On January 12, 2024, the U.S. Department of Justice (DOJ) announced that it will seek a death sentence for Payton Gendron, the then-18-year-old who killed 10 Black people at a Tops supermarket in Buffalo, New York in 2022. This is the first capital case authorized by Attorney General Merrick Garland and the Biden Administration’s DOJ. The announcement came twenty months after the mass shooting and eleven months after Mr. Gendron pled guilty to state first degree murder charges and was sentenced to multiple sentences of life without parole. Although New York does not have the death penalty, the federal government has jurisdiction to seek the death penalty in any state in the country if there is a federal interest and alleged violations of federal statutes.

The federal charges against Mr. Gendron include hate crimes, similar to the charges brought against Robert Bowers after he shot and killed eleven worshippers at the Pittsburgh Tree of Life Synagogue in 2018. Mr. Bowers was also charged federally and received a death sentence in July 2023. Mr. Bowers and Sayfullo Saipov, for whom the DOJ also sought but failed to secure a death sentence, were initially charged under the Trump administration and Attorney General Bill Barr.

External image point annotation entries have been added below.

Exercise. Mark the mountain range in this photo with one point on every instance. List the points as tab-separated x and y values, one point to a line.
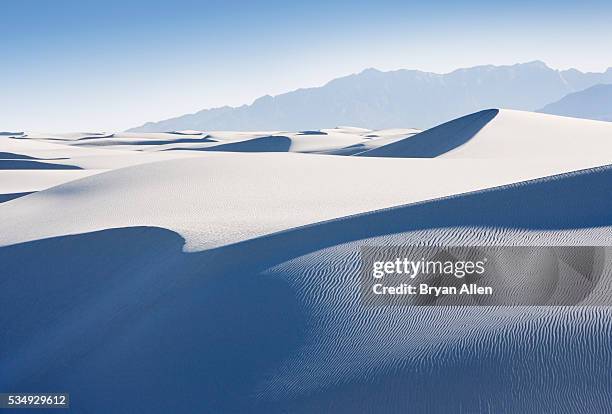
401	98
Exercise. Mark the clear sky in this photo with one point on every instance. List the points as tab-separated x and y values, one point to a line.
110	65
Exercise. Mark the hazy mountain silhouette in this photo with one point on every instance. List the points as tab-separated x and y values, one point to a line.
400	98
592	103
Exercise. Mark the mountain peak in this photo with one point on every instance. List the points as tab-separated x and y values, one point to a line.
377	99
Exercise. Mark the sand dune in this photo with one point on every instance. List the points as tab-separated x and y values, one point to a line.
179	264
507	134
295	336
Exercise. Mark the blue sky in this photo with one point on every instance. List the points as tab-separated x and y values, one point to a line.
109	65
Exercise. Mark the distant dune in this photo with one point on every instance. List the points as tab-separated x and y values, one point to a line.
401	98
223	268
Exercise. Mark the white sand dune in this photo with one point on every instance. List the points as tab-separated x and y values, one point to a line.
222	198
230	280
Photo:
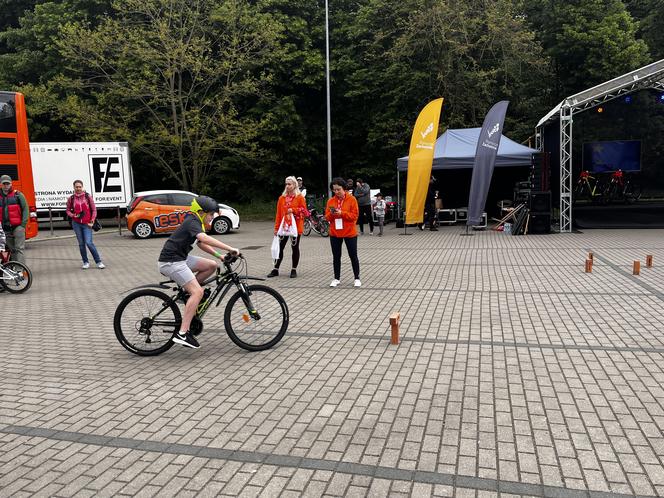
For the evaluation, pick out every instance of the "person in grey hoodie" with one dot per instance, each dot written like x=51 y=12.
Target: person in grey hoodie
x=363 y=195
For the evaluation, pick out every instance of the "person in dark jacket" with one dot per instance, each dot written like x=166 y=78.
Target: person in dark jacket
x=430 y=205
x=14 y=215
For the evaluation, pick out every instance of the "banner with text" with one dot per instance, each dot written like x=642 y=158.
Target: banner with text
x=485 y=159
x=420 y=160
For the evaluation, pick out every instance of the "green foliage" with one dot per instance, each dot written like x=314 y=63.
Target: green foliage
x=228 y=96
x=178 y=72
x=589 y=41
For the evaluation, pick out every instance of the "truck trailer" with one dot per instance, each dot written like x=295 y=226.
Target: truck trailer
x=103 y=167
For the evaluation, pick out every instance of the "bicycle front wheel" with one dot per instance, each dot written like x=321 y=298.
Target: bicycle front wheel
x=145 y=322
x=324 y=227
x=16 y=277
x=256 y=319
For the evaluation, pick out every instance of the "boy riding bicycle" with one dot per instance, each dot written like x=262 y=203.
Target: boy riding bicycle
x=189 y=271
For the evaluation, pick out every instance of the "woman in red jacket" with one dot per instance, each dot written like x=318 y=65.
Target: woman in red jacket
x=83 y=212
x=342 y=213
x=291 y=202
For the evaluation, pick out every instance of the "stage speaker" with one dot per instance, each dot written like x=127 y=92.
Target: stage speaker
x=539 y=223
x=541 y=170
x=540 y=202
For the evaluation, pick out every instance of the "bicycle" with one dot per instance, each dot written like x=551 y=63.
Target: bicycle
x=621 y=188
x=15 y=277
x=588 y=187
x=255 y=318
x=316 y=222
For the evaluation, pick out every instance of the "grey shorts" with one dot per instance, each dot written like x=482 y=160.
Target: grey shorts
x=179 y=271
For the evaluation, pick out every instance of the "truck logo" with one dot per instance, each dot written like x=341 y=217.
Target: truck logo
x=106 y=173
x=169 y=220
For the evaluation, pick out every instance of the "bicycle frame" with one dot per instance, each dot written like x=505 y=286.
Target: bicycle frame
x=225 y=281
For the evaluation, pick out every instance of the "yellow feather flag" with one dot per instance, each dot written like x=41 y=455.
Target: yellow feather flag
x=420 y=160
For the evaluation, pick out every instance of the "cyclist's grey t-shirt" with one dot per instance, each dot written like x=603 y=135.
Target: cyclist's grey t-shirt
x=180 y=243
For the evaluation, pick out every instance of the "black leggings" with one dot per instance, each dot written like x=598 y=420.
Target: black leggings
x=351 y=246
x=365 y=212
x=295 y=244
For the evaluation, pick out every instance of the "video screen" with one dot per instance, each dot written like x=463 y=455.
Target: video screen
x=599 y=157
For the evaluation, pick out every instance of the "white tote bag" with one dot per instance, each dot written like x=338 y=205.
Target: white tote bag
x=290 y=230
x=275 y=247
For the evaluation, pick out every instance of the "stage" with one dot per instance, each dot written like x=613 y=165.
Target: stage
x=641 y=214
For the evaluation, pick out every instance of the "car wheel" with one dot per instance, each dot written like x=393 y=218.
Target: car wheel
x=143 y=229
x=221 y=225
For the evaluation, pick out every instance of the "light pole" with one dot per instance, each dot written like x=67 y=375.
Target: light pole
x=327 y=88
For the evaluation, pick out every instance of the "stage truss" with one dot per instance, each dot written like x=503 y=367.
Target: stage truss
x=647 y=77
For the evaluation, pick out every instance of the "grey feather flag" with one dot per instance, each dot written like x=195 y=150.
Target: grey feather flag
x=485 y=159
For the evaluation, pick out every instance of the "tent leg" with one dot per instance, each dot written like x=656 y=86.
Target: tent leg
x=398 y=194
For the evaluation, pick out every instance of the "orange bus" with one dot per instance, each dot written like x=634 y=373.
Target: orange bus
x=15 y=152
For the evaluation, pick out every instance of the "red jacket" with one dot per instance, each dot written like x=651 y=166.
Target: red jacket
x=349 y=215
x=299 y=207
x=81 y=208
x=13 y=204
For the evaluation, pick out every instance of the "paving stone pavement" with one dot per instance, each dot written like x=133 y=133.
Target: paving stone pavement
x=517 y=374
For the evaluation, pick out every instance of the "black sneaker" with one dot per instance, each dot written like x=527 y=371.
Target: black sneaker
x=186 y=340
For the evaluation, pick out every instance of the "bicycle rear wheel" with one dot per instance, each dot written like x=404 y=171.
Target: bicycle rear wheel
x=324 y=226
x=256 y=320
x=633 y=192
x=145 y=322
x=307 y=227
x=16 y=277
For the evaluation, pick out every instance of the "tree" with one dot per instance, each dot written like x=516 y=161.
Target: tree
x=589 y=41
x=170 y=76
x=651 y=24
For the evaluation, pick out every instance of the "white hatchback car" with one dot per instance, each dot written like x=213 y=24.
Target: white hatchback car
x=162 y=211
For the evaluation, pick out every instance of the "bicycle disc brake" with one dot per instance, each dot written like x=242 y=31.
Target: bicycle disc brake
x=196 y=326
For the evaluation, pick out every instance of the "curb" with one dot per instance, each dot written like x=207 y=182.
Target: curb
x=61 y=237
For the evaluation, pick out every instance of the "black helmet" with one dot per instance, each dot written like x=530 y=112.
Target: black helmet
x=204 y=203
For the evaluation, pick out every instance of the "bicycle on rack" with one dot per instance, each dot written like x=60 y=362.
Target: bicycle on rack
x=15 y=277
x=255 y=318
x=588 y=188
x=316 y=222
x=621 y=188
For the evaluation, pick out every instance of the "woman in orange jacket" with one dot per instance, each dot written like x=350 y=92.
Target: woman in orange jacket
x=342 y=213
x=291 y=202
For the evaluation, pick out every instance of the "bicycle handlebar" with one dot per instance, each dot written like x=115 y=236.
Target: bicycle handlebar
x=231 y=258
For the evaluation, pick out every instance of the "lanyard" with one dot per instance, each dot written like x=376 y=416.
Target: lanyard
x=340 y=201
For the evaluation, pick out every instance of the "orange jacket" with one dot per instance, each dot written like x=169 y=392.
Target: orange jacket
x=299 y=207
x=349 y=215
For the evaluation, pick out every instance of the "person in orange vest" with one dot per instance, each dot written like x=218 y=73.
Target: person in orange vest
x=14 y=216
x=291 y=202
x=342 y=213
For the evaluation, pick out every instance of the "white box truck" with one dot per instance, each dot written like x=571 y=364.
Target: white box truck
x=104 y=168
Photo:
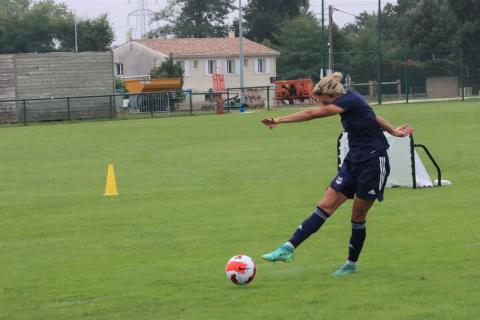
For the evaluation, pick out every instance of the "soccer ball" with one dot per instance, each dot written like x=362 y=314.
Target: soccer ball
x=241 y=269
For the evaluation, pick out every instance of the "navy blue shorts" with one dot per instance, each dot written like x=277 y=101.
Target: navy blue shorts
x=366 y=179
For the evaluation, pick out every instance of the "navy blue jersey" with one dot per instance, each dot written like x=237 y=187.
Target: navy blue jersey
x=365 y=137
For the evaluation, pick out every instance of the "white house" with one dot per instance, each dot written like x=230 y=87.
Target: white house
x=200 y=58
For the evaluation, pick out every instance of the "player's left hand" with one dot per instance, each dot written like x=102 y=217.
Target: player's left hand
x=270 y=122
x=402 y=131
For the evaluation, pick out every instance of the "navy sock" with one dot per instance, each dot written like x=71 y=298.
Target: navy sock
x=309 y=226
x=359 y=233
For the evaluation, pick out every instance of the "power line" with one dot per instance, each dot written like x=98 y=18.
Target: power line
x=351 y=14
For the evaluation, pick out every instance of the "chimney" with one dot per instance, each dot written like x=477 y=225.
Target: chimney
x=129 y=35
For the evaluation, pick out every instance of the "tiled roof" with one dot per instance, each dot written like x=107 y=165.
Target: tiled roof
x=213 y=47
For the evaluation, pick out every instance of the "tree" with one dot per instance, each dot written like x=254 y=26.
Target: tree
x=429 y=25
x=264 y=18
x=193 y=18
x=302 y=32
x=467 y=13
x=93 y=34
x=168 y=69
x=46 y=26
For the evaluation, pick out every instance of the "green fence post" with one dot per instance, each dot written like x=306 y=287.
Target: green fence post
x=379 y=29
x=191 y=101
x=228 y=99
x=68 y=108
x=462 y=76
x=111 y=107
x=406 y=78
x=25 y=112
x=268 y=98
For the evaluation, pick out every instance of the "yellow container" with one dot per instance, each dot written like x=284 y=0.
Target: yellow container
x=152 y=85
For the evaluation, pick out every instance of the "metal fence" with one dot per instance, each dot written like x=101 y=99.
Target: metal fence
x=435 y=74
x=439 y=74
x=145 y=105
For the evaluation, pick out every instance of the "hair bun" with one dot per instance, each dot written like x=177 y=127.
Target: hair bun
x=337 y=76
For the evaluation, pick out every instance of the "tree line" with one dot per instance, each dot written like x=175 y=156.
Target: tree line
x=427 y=31
x=45 y=26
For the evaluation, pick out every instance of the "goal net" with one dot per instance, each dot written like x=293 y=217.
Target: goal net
x=406 y=167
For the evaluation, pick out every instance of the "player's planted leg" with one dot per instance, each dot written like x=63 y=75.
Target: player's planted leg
x=354 y=248
x=357 y=238
x=307 y=228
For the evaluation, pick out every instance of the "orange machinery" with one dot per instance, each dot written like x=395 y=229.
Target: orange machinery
x=152 y=85
x=291 y=90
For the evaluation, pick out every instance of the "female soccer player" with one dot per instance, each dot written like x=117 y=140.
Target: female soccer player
x=363 y=174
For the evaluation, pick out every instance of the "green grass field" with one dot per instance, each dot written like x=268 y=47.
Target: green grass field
x=195 y=191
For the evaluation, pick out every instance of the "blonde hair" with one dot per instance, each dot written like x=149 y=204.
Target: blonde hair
x=329 y=86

Mr. Gendron was just 18 years old when he posted on social media about his intentions to kill Black people and then traveled to Buffalo armed with a semiautomatic rifle. Family members of the victims have not been unified about whether the DOJ should seek a death sentence. Last summer, a number of wrongful death civil lawsuits were filed by family members and witnesses to the shooting against social media companies Meta, Google, and YouTube, alleging that Mr. Gendron was radicalized online by white supremacists who encouraged racial hatred and violence.

Mr. Gendron’s young age will be an important factor at trial. On January 11, 2024, the Massachusetts Supreme Judicial Court held that late-adolescents aged 18, 19 and 20 were more like juveniles than adults because of their undeveloped brains, and therefore less criminally culpable than older adults. For that reason, the Court held that no one younger than 21 years old could face the state’s most severe criminal sentence, which is life without the possibility of parole. This ruling echoes other state courts that have been similarly persuaded by brains scans and other scientific evidence that confirms the lesser culpability of late-adolescents. The United States Supreme Court held in 2005 that juveniles under the age of 18 were not eligible for the death penalty for similar reasons, but more sophisticated scientific developments in recent years have demonstrated that the same science relied upon by the U.S. Supreme Court also applies to 18, 19 and 20 year-olds.

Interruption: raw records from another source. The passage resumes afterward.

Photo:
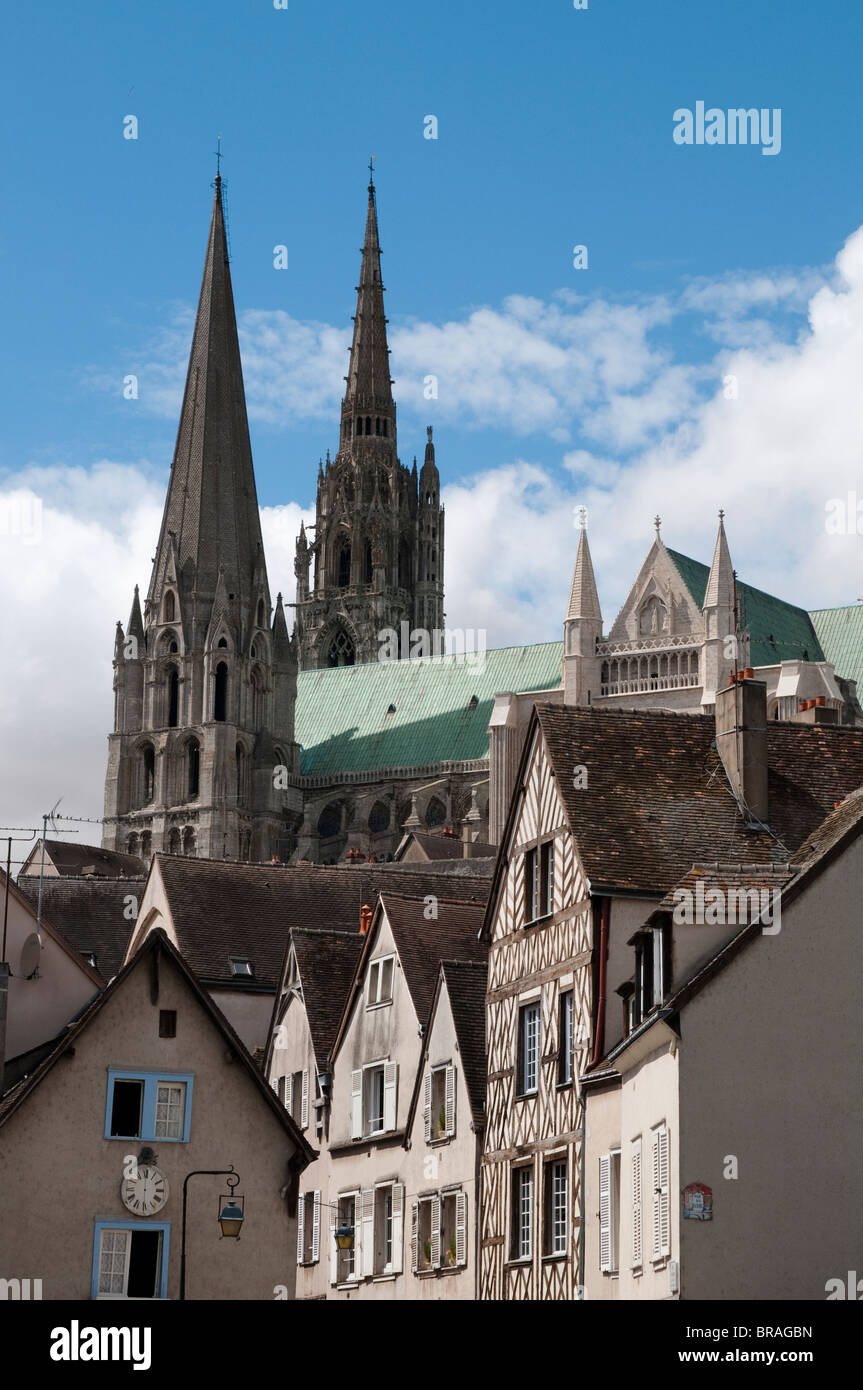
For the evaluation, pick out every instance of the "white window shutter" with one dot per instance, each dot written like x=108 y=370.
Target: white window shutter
x=356 y=1104
x=300 y=1228
x=334 y=1248
x=391 y=1076
x=414 y=1221
x=462 y=1228
x=368 y=1233
x=398 y=1226
x=316 y=1228
x=450 y=1101
x=637 y=1207
x=605 y=1214
x=435 y=1232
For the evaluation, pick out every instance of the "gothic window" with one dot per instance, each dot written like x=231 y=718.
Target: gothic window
x=192 y=767
x=220 y=704
x=149 y=773
x=173 y=697
x=341 y=649
x=343 y=563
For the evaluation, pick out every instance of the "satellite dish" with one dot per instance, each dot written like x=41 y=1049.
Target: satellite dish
x=31 y=954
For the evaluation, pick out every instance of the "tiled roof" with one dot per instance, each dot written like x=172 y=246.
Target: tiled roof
x=343 y=724
x=327 y=963
x=423 y=944
x=658 y=797
x=841 y=635
x=466 y=983
x=223 y=909
x=778 y=631
x=92 y=913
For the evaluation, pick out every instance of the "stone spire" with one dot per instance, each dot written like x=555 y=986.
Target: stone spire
x=211 y=517
x=368 y=371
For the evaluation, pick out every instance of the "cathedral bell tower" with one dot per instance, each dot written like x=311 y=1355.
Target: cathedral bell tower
x=378 y=535
x=202 y=759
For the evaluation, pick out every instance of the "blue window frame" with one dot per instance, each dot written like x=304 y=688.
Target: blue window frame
x=118 y=1255
x=148 y=1102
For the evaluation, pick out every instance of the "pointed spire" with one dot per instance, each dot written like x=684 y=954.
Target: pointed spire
x=584 y=599
x=720 y=581
x=368 y=370
x=211 y=517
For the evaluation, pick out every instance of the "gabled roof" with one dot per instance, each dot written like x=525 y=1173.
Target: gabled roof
x=343 y=726
x=658 y=797
x=223 y=909
x=92 y=913
x=154 y=947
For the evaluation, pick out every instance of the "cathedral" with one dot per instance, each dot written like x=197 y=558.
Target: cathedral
x=235 y=738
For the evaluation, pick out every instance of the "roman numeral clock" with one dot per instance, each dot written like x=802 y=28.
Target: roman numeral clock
x=146 y=1193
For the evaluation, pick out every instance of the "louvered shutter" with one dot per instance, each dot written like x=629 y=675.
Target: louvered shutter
x=367 y=1207
x=398 y=1226
x=391 y=1076
x=605 y=1214
x=450 y=1101
x=334 y=1248
x=462 y=1228
x=356 y=1104
x=637 y=1207
x=316 y=1228
x=435 y=1232
x=300 y=1228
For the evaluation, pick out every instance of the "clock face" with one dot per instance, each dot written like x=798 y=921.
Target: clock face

At his state sentencing hearing, Mr. Gendron expressed remorse for his actions and apologized to the victims’ families. He also offered to plead guilty to the federal charges in exchange for a life sentence without the possibility of parole, but the DOJ rejected this offer. Federal capital trials typically take many weeks and cost taxpayers millions of dollars in prosecution, defense, security, and court costs. Automatic appeals will follow any conviction and death sentence and typically last many years or even decades before conclusion.